Data storage and data storage formats differ, which has implications of the speed of your queries.

In row-based storage, as seen in “traditional” relational database systems like PostgreSQL or MySQL, data is stored in rows. Imagine a library catalog card: each card (row) contains all the information (columns) about a single book. This approach is highly efficient if we are often interested in the entirety of the record, like retrieving all the details of a customer’s profile. However, calculating the average balance from a column in a table with millions of rows means the database has to scan each row, which can be resource-intensive and slow.

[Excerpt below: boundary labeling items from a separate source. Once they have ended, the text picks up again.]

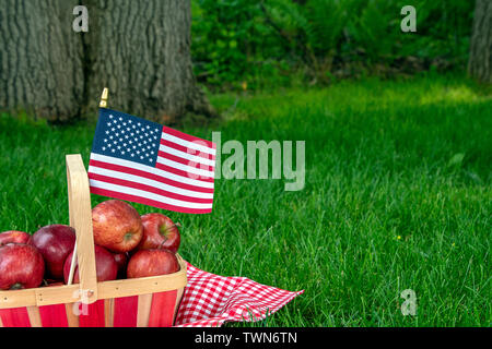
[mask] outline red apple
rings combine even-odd
[[[75,229],[65,225],[43,227],[33,234],[31,244],[43,254],[48,277],[62,279],[65,260],[75,244]]]
[[[128,262],[127,277],[147,277],[172,274],[179,270],[176,255],[165,249],[140,250]]]
[[[118,274],[118,265],[116,264],[115,257],[106,249],[94,245],[95,248],[95,258],[96,258],[96,278],[97,281],[108,281],[116,279]],[[73,252],[67,256],[63,266],[63,278],[65,282],[68,282],[70,266],[72,265]],[[73,284],[79,282],[79,265],[75,260],[75,270],[73,272]]]
[[[179,249],[181,241],[177,226],[163,214],[147,214],[142,217],[143,238],[139,250],[164,248],[173,253]]]
[[[44,275],[45,261],[35,246],[11,243],[0,248],[0,290],[38,287]]]
[[[127,275],[128,253],[114,253],[113,256],[118,265],[118,278],[124,279]]]
[[[94,242],[112,252],[134,249],[143,234],[139,213],[126,202],[108,200],[92,209]]]
[[[28,243],[31,236],[24,231],[9,230],[0,232],[0,246],[8,243]]]

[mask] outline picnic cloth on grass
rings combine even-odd
[[[187,262],[188,285],[176,315],[178,327],[222,326],[226,321],[260,321],[304,290],[292,292],[246,277],[224,277]]]

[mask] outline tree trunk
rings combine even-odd
[[[80,36],[72,31],[75,0],[2,0],[0,109],[65,121],[80,111]]]
[[[103,87],[109,106],[162,123],[211,116],[192,74],[191,8],[183,0],[89,0],[89,110]]]
[[[214,115],[192,74],[190,1],[3,0],[0,109],[52,121],[109,108],[162,123],[187,112]],[[89,11],[75,33],[73,8]]]
[[[492,1],[477,0],[470,39],[468,73],[492,83]]]

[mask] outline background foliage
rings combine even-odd
[[[400,29],[417,9],[417,33]],[[465,68],[469,0],[192,0],[192,59],[213,88]]]

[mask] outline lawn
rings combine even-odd
[[[220,179],[212,214],[167,213],[191,264],[305,290],[254,325],[492,325],[490,92],[424,75],[210,99],[224,120],[183,131],[306,142],[304,190]],[[65,154],[87,164],[94,130],[0,118],[0,231],[68,224]],[[405,289],[415,316],[400,311]]]

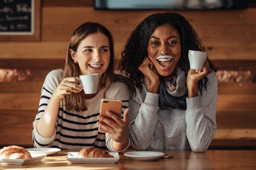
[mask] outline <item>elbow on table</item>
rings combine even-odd
[[[208,145],[205,145],[200,143],[191,145],[191,150],[194,152],[205,152],[208,149]]]

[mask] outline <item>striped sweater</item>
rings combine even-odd
[[[32,137],[35,147],[80,150],[85,147],[95,146],[114,152],[111,147],[112,139],[108,137],[108,134],[105,136],[105,133],[100,132],[96,124],[100,100],[104,98],[103,89],[93,98],[84,100],[88,108],[85,111],[66,110],[65,100],[62,99],[56,118],[55,134],[50,138],[45,138],[37,132],[36,123],[44,113],[54,91],[61,82],[62,74],[62,70],[54,70],[45,78],[41,92],[38,113],[33,123]],[[120,82],[113,83],[106,91],[105,98],[122,101],[122,116],[124,110],[128,107],[127,86]]]

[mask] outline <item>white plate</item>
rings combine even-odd
[[[72,163],[115,163],[119,160],[118,152],[109,152],[114,158],[79,158],[78,152],[69,152],[67,160]]]
[[[126,152],[124,155],[137,160],[148,161],[160,158],[164,155],[164,153],[155,151],[134,151]]]
[[[27,160],[22,159],[0,159],[1,164],[15,164],[15,165],[22,165],[31,163],[39,161],[45,156],[45,153],[32,153],[31,156],[32,158]]]
[[[59,151],[60,148],[27,148],[30,153],[45,153],[46,155],[53,155]]]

Column-based storage, as seen in databases like Hive and Presto, flips this model. Instead of storing data row by row, data is stored column by column. It’s like rearranging the library catalog to have a separate card for each type of information— one for titles, one for authors, and so on. Column based storage excels in analytical processing where queries often aggregate values from specific columns, like calculating averages or sums. Since the data in each column is of the same type, it allows for better compression, and the database can fetch the data more efficiently, improving query performance.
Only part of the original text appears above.